I admit that I’d barely paid any attention to the structure on the original drive up the hill. After all, the Not So Lazy Seven was a ranch, and the building was designed to look like a barn. But examining it more closely the second time, it was apparent that the barn had been built not to service the ranch or to shelter animals but, instead, for the primary or exclusive purpose of garaging the motor home that Edward Robilio had named Haldeman.
The entry doors to the barn were huge, at least fifteen feet tall, and the double doors to the ersatz hayloft were, on closer examination, an obvious facade. On one side of the building a lower section was attached to the main structure under a long shed roof.

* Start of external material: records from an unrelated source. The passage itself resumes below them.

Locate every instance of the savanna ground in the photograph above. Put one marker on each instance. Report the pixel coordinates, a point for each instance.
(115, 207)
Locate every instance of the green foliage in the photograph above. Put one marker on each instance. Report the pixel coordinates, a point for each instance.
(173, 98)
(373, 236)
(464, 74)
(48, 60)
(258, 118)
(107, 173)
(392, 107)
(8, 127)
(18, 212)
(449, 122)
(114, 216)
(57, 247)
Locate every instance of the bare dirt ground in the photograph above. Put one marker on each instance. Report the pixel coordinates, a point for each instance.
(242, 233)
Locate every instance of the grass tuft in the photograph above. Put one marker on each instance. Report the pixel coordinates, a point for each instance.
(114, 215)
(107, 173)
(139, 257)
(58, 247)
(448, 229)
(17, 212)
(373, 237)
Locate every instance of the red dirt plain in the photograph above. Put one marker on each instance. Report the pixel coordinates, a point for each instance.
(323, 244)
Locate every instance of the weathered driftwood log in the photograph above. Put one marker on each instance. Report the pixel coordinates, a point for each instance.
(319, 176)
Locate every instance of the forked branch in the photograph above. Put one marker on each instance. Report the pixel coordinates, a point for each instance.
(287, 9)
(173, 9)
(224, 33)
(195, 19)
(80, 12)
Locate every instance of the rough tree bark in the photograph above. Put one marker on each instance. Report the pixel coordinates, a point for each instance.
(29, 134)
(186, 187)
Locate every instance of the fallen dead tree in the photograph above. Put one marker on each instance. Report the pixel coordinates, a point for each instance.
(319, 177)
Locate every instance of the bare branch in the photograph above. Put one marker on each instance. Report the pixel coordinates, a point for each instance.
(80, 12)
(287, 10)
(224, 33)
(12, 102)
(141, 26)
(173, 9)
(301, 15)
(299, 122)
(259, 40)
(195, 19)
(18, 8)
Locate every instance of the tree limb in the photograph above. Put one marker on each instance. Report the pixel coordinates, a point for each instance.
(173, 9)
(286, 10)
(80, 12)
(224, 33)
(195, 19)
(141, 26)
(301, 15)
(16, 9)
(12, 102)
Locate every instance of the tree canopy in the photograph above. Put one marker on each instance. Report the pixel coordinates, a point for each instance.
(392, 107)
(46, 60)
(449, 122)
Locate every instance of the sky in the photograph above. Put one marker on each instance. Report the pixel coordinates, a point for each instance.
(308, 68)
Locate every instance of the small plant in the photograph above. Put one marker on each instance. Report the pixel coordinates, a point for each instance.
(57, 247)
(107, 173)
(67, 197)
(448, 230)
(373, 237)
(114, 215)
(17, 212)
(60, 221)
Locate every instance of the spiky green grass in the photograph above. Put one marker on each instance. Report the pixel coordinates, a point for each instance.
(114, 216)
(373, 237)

Sunny stood next to a steel door on the shed side and said, “This is where you go in.” She waited. “Craig, I think you still have the keys.”
The cops were hesitating. Sam whispered something to Craig Larsen and Craig nodded twice while he whispered a reply. Lucy walked around to the side of the structure and peered through a dusty window. Sam said, “Alan, why don’t you take Sunny back to your car for a few minutes while we look around. We would like to be certain that none of those missing guns ended up down here.”
I was opening my mouth to reply when I saw an automatic in Sam’s right hand. I had no idea where it had come from. Lucy was almost next to him, and she was pulling a weapon from her purse. Beside her, Craig Larsen was unsnapping his holster.
All in all, it seemed like a good time to be cooperative. I said, “Of course. We’ll be in the car.”